MXNet is a highly parallel piece of software. If something in tests was about to get stuck intermittently, my first thought would be to actually look into my software under test and not just plain out blame the infrastructure. You wouldn't blame a processor in case your program prints a wrong value, right? So please, for the sake of the entire project, can we stop the guessing game and stop turning of production systems as a measure to apparently resolve or root cause an issue?

leezu commented 4 years ago

@leezu could you link to the PRs? Is there something interesting in the logs?
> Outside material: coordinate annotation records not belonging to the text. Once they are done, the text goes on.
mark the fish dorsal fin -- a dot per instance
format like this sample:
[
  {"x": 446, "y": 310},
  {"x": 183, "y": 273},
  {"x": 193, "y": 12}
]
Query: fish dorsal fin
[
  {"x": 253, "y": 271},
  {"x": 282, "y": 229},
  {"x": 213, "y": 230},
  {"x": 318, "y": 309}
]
http://jenkins.mxnet-ci.amazon-ml.com/blue/organizations/jenkins/mxnet-validation%2Funix-cpu/detail/PR-16971/8/pipeline http://jenkins.mxnet-ci.amazon-ml.com/blue/organizations/jenkins/mxnet-validation%2Funix-cpu/detail/PR-17018/5/pipeline/294

I didn't check the logs in detail, but both are aborted with Sending interrupt signal to process.

cjolivier01 commented 4 years ago

notice the last test is (or is very near to) test_nump_op.test_np_unique so what’s the next test after that? that could be hanging there until system kills it.

run the numpy tests locally

i don’t see anything which would indicate an infrastructure problem considering it’s only one test run that fails and it fails in basically the same place every time. I am curious how this conclusion was reached.

szha commented 4 years ago

we should probably use parallel testing with naive engine for operator tests, so as not to have such spillage of failure.

larroy commented 4 years ago

@marcoabreu you didn't read well, because nobody wrote that it was related to ccache nor that it was disabled because this test, that's why it hurts. You might want to try to reproduce the test run with docker, not only enlightening us with your comments of infinite wisdom. If this doesn't happen locally with the same AMI it's either related to the worker or the communication to the master, would that be a valid assumption?

We have open positions if you are excited about maintaining this system. Feel free to send me your CV, we are hiring.

larroy commented 4 years ago

This is what I wrote above for everyones convenience:

I would suggest to check the test output http://jenkins.mxnet-ci.amazon-ml.com/blue/rest/organizations/jenkins/pipelines/mxnet-validation/pipelines/unix-cpu/branches/PR-16986/runs/2/nodes/294/steps/685/log/?start=0 run locally on the same type of instance and compare the test times to see the durations of each test, say sort two columns in excel and see if there's some test that is getting stuck and slowing down the full suite.

Also my browsers are hanging while trying to load the links pasted here, thanks Jenkins.

TaoLv commented 4 years ago

Timeout again: http://jenkins.mxnet-ci.amazon-ml.com/blue/organizations/jenkins/mxnet-validation%2Funix-cpu/detail/PR-17355/3/pipeline/294

At the same place:

test_numpy_op.test_np_unique ... ok (0.2147s)
Sending interrupt signal to process
larroy commented 4 years ago

Thanks the team will look into it in the following days.